Experimental Design Details
The intervention will be implemented in schools that have at least 30 percent Syrian refugees. Schools will be stratified by gender, allowing to estimate the average effect of the intervention controlling for confounding variables that might be systematically associated with boys and girls’ schools, while also testing for heterogeneous effects between both types of schools. Schools will be randomly assigned to a Control Group, Treatment 1, or Treatment 2. The rationale behind the two treatment arms, one with 5 sessions of CBT, and one with 20, is assess the sustainability and cost-effectiveness of the interventions as part of the evaluation.

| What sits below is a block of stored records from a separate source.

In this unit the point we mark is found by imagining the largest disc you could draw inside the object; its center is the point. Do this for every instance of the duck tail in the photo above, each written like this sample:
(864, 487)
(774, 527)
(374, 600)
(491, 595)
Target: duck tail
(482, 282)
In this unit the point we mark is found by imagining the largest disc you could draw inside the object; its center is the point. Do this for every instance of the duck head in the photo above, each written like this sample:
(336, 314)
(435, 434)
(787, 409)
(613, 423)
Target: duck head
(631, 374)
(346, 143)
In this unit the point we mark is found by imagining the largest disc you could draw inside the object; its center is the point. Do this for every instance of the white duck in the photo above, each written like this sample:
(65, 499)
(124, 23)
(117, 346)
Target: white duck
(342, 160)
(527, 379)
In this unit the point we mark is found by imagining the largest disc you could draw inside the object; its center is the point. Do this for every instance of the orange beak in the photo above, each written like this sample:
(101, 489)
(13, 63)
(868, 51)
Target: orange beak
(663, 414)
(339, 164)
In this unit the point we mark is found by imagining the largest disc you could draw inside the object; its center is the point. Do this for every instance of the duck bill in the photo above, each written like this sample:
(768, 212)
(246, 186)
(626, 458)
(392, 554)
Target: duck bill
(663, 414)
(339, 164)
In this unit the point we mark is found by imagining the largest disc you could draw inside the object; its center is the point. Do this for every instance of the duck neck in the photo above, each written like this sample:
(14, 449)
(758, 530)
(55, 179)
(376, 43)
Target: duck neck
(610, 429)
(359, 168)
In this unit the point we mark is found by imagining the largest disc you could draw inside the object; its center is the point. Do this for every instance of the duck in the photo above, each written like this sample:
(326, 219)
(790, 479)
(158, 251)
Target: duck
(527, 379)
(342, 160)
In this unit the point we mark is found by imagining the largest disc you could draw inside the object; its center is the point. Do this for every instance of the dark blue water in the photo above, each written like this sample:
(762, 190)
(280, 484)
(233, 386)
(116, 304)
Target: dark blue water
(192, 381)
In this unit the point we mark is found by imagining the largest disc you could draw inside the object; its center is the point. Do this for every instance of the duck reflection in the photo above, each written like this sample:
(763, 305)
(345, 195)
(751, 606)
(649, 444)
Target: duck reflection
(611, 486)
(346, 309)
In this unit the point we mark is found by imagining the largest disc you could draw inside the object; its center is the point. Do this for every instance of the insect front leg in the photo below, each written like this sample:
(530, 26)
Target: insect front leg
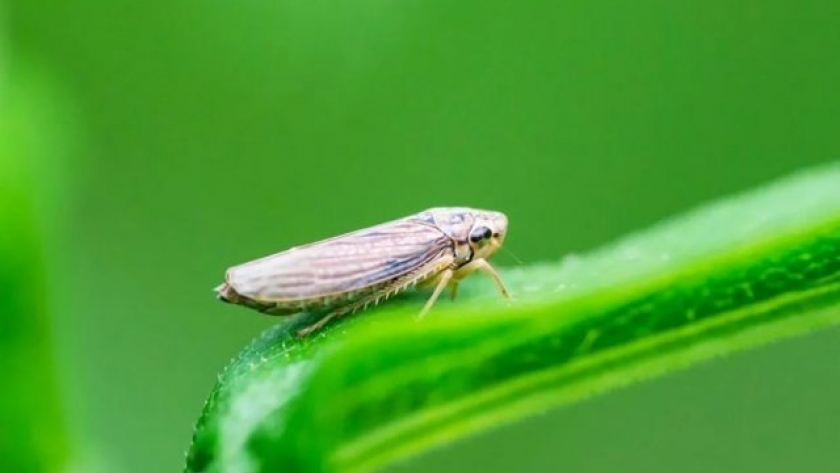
(483, 266)
(442, 281)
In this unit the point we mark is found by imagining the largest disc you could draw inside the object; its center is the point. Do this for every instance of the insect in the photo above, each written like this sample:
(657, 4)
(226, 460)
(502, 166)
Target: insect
(437, 248)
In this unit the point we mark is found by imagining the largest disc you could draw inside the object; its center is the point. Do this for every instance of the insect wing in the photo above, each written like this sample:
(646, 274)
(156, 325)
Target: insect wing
(340, 265)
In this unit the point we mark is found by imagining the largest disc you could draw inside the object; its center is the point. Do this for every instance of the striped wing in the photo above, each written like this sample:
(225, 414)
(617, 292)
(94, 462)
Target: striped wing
(340, 265)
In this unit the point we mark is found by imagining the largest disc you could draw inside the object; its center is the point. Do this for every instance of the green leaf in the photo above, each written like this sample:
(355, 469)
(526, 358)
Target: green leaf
(32, 431)
(379, 386)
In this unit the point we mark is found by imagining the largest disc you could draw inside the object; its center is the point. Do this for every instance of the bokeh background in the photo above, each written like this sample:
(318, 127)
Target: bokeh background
(158, 142)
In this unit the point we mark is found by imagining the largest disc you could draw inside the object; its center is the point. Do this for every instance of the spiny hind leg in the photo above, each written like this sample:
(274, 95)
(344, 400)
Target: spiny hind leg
(373, 298)
(344, 310)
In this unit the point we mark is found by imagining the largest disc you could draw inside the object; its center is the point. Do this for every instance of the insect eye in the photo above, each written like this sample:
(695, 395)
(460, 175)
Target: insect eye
(480, 233)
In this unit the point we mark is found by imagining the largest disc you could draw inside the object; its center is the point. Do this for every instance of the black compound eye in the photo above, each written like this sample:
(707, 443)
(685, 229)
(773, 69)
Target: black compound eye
(480, 233)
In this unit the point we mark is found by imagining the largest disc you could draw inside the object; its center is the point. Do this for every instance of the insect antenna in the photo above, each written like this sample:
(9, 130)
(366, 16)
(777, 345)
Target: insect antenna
(515, 258)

Econometric analyses: The evaluation design is a stratified cluster randomized control trial, so the main analytical approach will follow that standard: regressing the individual student-level dependent (outcome) variables on observable covariates as well as a dummy for assigned treatment status (i.e. intent-to-treat), with clustered standard errors. The estimation therefore takes the form:
Yijk = β0 + βjk•Xjk + βt•Treatmentkt + βzst•zst + єijk
where Yijk is the outcome variable of interest for student i (potentially of type j; see below) in school k; Xjk are mean school-level control variables; and zst are stratum-level fixed effects. The central parameters of interest are the βt for treatments t = 1,2; these are estimated from dummies Treatmentkt which take on the value 1 precisely when school k is assigned to treatment t. The main analysis will not use type j, but we plan to do some exploratory analysis in which students are disaggregated by gender and/or refugee status.
The primary outcome variables (i.e. Y in the equation above) are an index of socioemotional skills and – conditional on seeing positive impacts in that first step – ultimately attendance/dropout status. Secondary outcome variables include math performance and (teacher-level) adherence assessments, which will be analyzed in part as potential mediation mechanisms for the main outcomes.
We will not have baseline data on socioemotional skills (otherwise, we could include that as a control in the regression specification, which we can do for some of the other variables), because we believe that limited resources will be better spent developing and piloting a comprehensive endline survey to faithfully capture a variety of psychosocial constructs among this specific population.
Statistical power calculations: After minimizing within-school attrition, we expect approximately 50 students per cluster (school), although the power calculations do not vary much if this is reduced to 40 or even 30. As is standard in education settings – see Hutchison and Styles (2010) for a discussion of this as well as the intra-cluster correlation (ICC) values within schools – we aim for a minimum detectable effect (MDE) of 0.2 standard deviations. We use standard levels for power (0.8) and significance (0.05) in two-sided hypothesis tests.
The key remaining variable is the ICC. Hutchison and Styles (2010) suggest that “attitudinal and lifestyle” variables have an ICC of roughly 0.05, whereas “academic attainment” variables have an ICC of roughly 0.2. We expect socioemotional skills to be closer to the former, while attendance should be somewhere in between but perhaps closer to the latter. Hence, we use an ICC of 0.15, which yields a required sample size of 67 per arm, implying 200 total schools for our design with control and two treatment arms. As a robustness check we also estimated with an ICC of 0.2, which yields 86 per arm – but that number comes back down to 67 for one-sided hypothesis testing, and we do have a clear directional hypothesis that the intervention will reduce attendance/dropouts.
We estimate that around 5,000 total refugee children will be included in the treatment arms, with a similar number of Jordanians. The inclusion of Jordanians is not only desirable but it also cost-effective as they are part of the same schools. Since the randomization is being done at the school level, and all of the schools in our sample have both refugee and Jordanian children, we should be powered to test for effects separately across the two groups. The only limitation would be if attrition is especially high for one of the groups, although even in that case the magnitudes are likely to be suggestive of any potential differences.